Für das kommende, das entscheidende Jahr rechnet der Malser Bürgermeister noch einmal mit richtig Gegenwind: Konventionelle Bauern, "Hardliner" nennt er sie, würden mit Sicherheit gegen die Pestizid-Verordnung der Gemeinde vorgehen, sagt er, dann gehe es eben vor Gericht. Veith ist auch zu diesem Konflikt bereit. Er sieht seine Gemeinde auf dem richtigen Weg. Einige Milchbauern hätten nach der Abstimmung ihre Betriebe umgestellt, sagt er und erzählt von biologischen Anbaubetrieben für Gemüse und Kräuter, die es nun gebe, von einer Biobäckerei und von zwei biologischen Genossenschaften. Die Gegenwart setze immer mehr auf Bio, die Zukunft sowieso. "Ich könnte jeden Tag einen Vortrag halten", sagt der Bürgermeister der kleinen Gemeinde. "In Indien, Japan, den USA."

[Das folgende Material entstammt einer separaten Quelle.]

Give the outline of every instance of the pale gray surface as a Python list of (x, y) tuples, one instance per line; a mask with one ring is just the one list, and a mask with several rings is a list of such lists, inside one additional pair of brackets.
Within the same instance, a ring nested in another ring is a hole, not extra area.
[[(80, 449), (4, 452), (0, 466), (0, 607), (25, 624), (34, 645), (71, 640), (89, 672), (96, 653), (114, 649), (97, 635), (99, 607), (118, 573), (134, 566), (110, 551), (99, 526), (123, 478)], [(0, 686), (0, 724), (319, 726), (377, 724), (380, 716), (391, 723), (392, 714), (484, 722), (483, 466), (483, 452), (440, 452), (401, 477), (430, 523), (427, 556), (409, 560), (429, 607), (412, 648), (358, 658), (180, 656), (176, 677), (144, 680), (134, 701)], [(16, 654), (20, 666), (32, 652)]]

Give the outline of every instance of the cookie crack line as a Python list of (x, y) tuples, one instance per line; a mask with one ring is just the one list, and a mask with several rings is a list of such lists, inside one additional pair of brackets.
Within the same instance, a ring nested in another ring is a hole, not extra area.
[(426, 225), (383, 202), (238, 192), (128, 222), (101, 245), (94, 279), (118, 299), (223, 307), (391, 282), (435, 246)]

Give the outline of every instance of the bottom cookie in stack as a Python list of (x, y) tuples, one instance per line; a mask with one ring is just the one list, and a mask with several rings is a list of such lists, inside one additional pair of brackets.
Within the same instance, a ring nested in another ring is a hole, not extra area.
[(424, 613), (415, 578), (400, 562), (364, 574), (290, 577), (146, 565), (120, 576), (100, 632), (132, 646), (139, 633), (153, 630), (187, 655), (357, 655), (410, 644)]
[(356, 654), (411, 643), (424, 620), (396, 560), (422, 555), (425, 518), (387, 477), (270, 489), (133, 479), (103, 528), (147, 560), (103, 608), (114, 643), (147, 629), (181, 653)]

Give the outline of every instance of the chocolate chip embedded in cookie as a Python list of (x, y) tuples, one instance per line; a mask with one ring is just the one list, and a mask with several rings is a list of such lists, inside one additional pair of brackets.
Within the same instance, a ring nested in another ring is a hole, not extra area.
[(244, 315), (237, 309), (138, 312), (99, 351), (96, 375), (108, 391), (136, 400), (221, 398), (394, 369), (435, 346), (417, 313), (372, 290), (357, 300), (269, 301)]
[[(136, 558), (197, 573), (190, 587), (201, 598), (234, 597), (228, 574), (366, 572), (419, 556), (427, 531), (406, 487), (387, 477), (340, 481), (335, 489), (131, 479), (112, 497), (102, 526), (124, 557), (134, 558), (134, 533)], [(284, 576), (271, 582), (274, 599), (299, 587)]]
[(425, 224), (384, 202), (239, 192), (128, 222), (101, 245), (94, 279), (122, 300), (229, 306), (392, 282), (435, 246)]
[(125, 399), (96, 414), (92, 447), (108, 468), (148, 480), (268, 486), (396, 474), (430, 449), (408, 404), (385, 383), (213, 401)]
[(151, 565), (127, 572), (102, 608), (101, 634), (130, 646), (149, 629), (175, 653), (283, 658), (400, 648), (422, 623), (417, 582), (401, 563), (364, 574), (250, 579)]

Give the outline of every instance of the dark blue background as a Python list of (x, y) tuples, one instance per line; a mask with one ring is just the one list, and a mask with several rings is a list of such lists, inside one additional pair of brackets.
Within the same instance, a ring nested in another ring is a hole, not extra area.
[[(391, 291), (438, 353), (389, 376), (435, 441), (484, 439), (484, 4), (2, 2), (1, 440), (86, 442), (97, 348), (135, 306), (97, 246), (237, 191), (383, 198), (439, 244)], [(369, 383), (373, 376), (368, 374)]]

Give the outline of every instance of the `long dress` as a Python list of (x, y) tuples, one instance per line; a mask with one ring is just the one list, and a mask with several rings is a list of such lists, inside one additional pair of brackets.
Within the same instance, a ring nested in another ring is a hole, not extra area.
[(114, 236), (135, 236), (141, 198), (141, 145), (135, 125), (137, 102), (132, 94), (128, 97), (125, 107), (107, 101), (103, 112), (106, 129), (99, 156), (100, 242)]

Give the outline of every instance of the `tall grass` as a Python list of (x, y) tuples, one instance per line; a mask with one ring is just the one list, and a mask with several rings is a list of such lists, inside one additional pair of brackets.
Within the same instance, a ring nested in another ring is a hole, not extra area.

Zuhause bei Ägidius Wellenzohn sind die USA weit weg - und manchmal auch Bozen. Im November kündigten dort Bauernbund und Bioverbände an, die Bioflächen in Südtirol verdoppeln zu wollen, bis 2025. Auch Landesrat Schuler stand vor den Mikrophonen und erinnerte wieder: jeder zweite Bioapfel, in Europa, aus Südtirol. Wellenzohn betreffen solche Pläne schon lange nicht mehr. Er setzt auf Bio, seit 1987, weil er überzeugt ist. Er sagt Dinge wie: "Ein Apfelbaum ist wie ein Mensch. Um nicht krank zu werden ist Ernährung das Um und Auf." Die 11.000 Kilogramm Apfel, die Noch-immer-Unbekannte mit Glyphosat besprüht hatten, ließ er noch im September entsorgen. Eine Spezialfirma aus Italien holte sie ab.